For text-to-image generation, automatically refining user-provided natural language prompts into the keyword-enriched prompts favored by systems is essential for the user experience. Such a prompt refinement process is analogous to translating the prompt from "user languages" into "system languages". However, the scarcity of such parallel corpora makes it difficult to train a prompt refinement model. Inspired by zero-shot machine translation techniques, we introduce Prompt Refinement with Image Pivot (PRIP). PRIP innovatively uses the latent representation of a user-preferred image as an intermediary "pivot" between the user and system languages. It decomposes the refinement process into two data-rich tasks: inferring representations of user-preferred images from user languages and subsequently translating image representations into system languages. Thus, it can leverage abundant data for training. Extensive experiments show that PRIP substantially outperforms a wide range of baselines and effectively transfers to unseen systems in a zero-shot manner.
Paper Structure (33 sections, 8 equations, 4 figures, 8 tables)

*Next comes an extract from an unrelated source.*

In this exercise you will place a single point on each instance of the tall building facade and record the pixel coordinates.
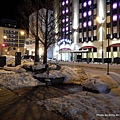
(89, 30)
(41, 32)
(11, 39)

This paper contains 33 sections, 8 equations, 4 figures, 8 tables.

Figures (4)

  • Figure 1: PRIP Model Architecture: a Preference Encoder and a Prompt Decoder. (1) Upon receiving a user prompt, Preference Encoder first applies a transformer to derive a token-level representation. A subsequent transformer leverages cross-attention to deduce the image preference and yields an image representation. (2) Prompt Decoder then employs a linear layer to align the dimensionality. This aligned representation is integrated into a template and input into a large language model, which generates the refined system prompt.
  • Figure 2: Training Preference Encoder: Prompts and preferred images are paired to create the training set. The objective is to minimize the Mean Squared Error between the ground-truth image representations and the predictions from the Preference Encoder.
  • Figure 3: Training Prompt Decoder: Prompts that can generate impressive images are sampled as the system language. The objective is to predict the system language based on the associated image representation.
  • Figure 4: End-to-End RL Training: Given a user prompt, PRIP generates a refined prompt, and Reward Model evaluates user preference scores for generated images. The differential in scores serves as the reward, and PRIP is updated with PPO Gradient.